Efficient recovery of boron is one of the crucial strategies of sustainably extracting valuable resource from water. It however still remains a key technological challenge to efficiently predict boron recovery from unconventional water resources such as underground water, geothermal water and seawater, which are still few concerned in open literature. To effectively address this issue, herein we propose an efficient strategy to precisely predict boron recovery performance and then explore mechanism in forward osmosis process via advanced machine learning techniques with better model performance. Specifically, to explore the complex relationships among various boron recovery factors, we compare different advanced machine learning regression models to provide valuable insights into how these key factors impact system performance. We find that three key driving factors (i.e., pH, boron concentration, and membrane orientation) significantly affect boron recovery performance in the forward osmosis process.
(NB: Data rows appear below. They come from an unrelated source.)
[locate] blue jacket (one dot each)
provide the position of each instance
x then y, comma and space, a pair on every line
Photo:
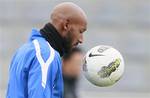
35, 70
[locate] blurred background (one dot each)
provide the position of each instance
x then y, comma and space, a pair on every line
123, 24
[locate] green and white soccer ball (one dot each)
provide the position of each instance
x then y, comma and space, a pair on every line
103, 66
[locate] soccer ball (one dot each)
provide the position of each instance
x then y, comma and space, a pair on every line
103, 66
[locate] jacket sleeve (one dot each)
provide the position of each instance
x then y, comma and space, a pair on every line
35, 89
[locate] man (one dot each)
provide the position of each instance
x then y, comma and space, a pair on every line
71, 71
35, 70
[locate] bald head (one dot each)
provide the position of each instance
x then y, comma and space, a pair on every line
70, 21
68, 10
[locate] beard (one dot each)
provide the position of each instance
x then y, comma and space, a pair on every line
68, 42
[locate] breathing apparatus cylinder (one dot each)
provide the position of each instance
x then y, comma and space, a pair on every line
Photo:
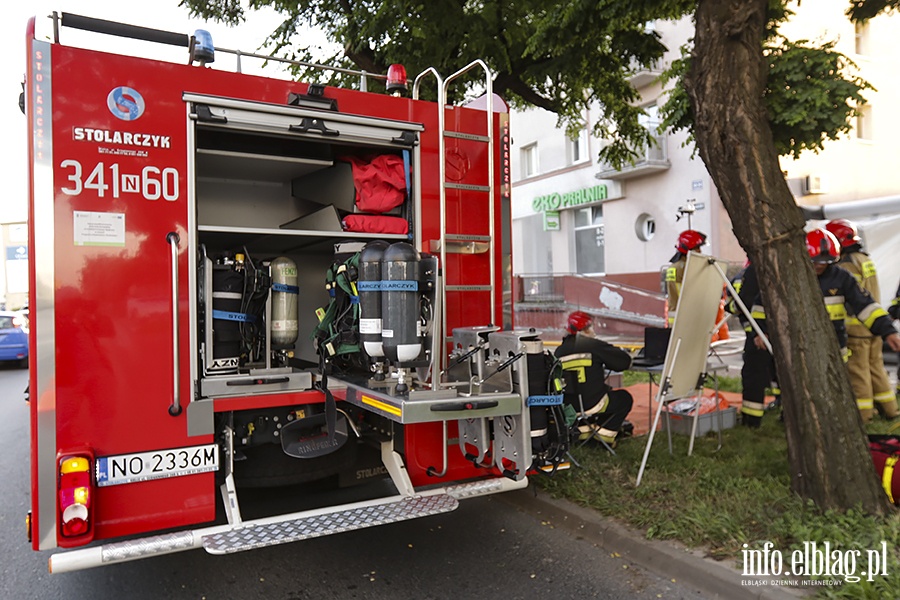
538, 376
227, 292
400, 303
285, 293
370, 323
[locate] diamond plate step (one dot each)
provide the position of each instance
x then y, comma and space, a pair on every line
252, 536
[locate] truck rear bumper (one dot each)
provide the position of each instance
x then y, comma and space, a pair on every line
247, 535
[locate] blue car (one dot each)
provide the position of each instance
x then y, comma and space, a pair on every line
14, 338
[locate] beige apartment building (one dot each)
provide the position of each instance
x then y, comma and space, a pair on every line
574, 215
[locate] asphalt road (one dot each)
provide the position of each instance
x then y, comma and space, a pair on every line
487, 548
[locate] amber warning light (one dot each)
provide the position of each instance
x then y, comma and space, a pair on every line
396, 85
75, 495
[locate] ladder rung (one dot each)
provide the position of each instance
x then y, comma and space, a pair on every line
468, 288
462, 237
466, 186
467, 136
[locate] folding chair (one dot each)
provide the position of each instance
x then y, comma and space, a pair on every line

The best prediction accuracy with a high r-square (R², 95.4 %) is achieved via the XGBoost model combined with the particle swarm optimization algorithm, demonstrating its remarkable ability for precise boron recovery prediction. By employing this hybrid model to optimize the search space, the overall performance of forward osmosis system was significantly enhanced, with a predicted boron rejection rate as high as 98.28 %, outperforming the reported values. Our work demonstrates the powerful potential of advanced machine learning for efficiently predicting boron recovery for water quality improvement and resource recovery applications.